Reactions: Like 4 | Thanks 1


----------



## Smoke_A_Llama (26/11/17)

Sunday build day:
Still experimenting with the serpent but getting close to the flavour people rave about

1) After pulsing and hotspot termination



2) Post wicking




3) Installed with leads on top (experimenting with gap between coil and air outlet .. can maybe park an atom between the two)

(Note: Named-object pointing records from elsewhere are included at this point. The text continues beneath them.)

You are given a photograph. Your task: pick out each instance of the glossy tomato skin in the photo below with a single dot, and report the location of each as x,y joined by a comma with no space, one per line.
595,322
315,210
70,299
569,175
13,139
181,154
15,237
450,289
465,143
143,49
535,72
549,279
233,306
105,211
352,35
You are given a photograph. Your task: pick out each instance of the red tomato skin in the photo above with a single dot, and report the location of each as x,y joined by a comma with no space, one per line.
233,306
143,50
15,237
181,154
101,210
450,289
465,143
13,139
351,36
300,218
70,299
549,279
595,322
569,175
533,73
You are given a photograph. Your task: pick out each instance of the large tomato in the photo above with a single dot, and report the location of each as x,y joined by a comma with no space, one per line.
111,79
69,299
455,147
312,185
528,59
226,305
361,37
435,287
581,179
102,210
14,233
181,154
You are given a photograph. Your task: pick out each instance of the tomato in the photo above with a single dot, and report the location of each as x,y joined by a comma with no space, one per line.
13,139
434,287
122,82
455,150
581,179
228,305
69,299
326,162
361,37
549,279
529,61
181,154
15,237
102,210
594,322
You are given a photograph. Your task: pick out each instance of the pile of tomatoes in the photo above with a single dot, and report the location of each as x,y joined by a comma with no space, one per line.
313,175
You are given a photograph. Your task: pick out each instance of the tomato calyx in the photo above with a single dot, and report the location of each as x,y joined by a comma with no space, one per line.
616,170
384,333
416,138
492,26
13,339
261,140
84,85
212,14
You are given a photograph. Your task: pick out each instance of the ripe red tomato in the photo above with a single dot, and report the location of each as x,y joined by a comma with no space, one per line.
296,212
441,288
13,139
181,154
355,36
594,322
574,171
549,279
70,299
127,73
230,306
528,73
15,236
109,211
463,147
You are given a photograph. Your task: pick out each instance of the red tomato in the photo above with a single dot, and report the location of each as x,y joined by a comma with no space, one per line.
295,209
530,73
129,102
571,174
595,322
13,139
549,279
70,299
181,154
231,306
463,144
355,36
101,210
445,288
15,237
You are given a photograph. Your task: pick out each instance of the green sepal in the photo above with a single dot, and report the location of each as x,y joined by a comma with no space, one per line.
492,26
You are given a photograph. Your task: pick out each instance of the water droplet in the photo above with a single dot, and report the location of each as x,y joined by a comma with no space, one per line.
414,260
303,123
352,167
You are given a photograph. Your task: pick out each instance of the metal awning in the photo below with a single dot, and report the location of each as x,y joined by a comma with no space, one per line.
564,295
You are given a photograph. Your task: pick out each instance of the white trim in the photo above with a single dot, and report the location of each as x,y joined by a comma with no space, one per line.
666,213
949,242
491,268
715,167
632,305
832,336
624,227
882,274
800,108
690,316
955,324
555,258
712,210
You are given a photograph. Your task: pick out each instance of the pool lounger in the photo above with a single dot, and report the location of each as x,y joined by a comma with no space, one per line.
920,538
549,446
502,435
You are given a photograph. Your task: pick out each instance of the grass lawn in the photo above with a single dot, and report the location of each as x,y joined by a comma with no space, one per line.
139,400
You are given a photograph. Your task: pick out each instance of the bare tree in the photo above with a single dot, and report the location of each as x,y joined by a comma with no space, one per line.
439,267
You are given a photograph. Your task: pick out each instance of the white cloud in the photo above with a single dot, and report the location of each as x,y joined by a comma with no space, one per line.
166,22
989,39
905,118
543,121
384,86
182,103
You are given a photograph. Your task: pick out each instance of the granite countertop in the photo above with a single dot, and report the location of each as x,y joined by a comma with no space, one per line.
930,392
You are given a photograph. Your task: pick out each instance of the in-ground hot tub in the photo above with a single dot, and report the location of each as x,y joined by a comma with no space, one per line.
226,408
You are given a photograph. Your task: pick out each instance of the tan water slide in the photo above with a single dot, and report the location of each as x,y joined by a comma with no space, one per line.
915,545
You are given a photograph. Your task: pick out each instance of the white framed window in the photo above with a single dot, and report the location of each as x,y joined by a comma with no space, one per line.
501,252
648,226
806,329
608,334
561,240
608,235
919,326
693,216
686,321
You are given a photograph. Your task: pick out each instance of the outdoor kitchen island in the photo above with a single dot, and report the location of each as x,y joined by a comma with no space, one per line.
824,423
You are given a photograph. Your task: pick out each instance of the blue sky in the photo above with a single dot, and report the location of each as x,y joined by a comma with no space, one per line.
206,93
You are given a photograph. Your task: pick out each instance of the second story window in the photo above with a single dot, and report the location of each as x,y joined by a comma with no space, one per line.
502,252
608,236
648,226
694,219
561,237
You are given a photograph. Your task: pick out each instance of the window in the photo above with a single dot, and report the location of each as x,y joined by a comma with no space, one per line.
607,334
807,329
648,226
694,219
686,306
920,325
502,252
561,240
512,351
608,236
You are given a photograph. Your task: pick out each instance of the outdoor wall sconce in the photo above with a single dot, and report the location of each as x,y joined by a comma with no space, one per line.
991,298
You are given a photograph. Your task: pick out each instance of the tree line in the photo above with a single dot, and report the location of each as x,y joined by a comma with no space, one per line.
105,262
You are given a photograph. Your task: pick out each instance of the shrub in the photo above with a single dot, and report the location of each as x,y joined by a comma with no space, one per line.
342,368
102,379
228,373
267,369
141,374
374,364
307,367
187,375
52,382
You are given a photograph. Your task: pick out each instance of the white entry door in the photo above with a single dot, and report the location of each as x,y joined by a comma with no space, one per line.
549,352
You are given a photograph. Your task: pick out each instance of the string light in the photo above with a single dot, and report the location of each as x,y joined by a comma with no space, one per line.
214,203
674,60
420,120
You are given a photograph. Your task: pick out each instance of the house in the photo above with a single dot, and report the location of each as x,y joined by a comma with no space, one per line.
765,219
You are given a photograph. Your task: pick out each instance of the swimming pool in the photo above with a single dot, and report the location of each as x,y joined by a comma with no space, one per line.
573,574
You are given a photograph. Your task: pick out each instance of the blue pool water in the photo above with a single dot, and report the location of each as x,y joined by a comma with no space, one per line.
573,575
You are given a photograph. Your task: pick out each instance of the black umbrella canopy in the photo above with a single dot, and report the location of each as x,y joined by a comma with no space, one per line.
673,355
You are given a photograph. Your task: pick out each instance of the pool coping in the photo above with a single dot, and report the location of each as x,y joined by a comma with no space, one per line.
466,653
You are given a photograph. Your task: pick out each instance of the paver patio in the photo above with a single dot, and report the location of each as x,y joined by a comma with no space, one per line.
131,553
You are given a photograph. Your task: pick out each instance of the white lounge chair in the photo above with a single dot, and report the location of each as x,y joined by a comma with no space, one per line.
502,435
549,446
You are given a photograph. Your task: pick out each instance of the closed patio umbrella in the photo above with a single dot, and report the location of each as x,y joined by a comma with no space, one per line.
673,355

Wrapping, coiling, winding... pick your term


Close up before clamping this sucker down


Pulse baby pulse



4) Once again may a billion dry hits strike me if I did not fabricate this wire myself

5) 26g Nichrome core with 36g Nichrome sleeve

3mm ID

0,55 Resistance

Vape experience.... not too shabby decently warm and very dense vape, flavour is good but I feel with some tweaking it’ll shine

Reactions: Like 3 | Winner 3


----------



## zadiac (28/11/17)

Guys, please keep in mind that building a single clapton or other exotic coil won't get you a medal. We need some variety from the builders before we can make a decision. Also, please try to take clear, well focused and close-up pictures so we can see your work well. Impress the team, and you'll get your medal

Reactions: Like 6


----------



## smilelykumeenit (15/4/18)

based on the last comment by @zadiac, 
and in compliance with forum rules (@Silver these are not for sale),
here is a build for the admins' consideration!
a medal will look really good on my profile page 

it is a 7 loop vertebraid in 40g, all Lightning Vapes N80.
the cores are made up of 2 30g frames and 4 ply 0.4mm ribbon.




the pattern is made by moving the "active" loop through ALL the loops, and then OVER the cores, with 4 loops on one hand and 3 on the other.
think "index to pinky, all the way through, over, move fingers down, repeat" 

this build takes a real long time to make, nearly 4 hours of steady work for roughly 20cm.
22mm OG Goon - 5 wraps on 3mm ID and it has settled on 0.13Ω in this dual configuration. 
i am using it on my Petri Lite and it is delicious, dripping Kilo Birthday Cake, which i have had a bit of a love-hate relationship with, as the icing is very prominent and not ENYAWREKLAW Funfetti. i feel that this braided build tones the sweetness down and almost separates the flavours to allow the cake note to be enjoyed. so more love than hate : )

the vape is both airy and yet very dense. i can only liken this phenomenon to Italian hot chocolate or that San Benedetto ice tea. 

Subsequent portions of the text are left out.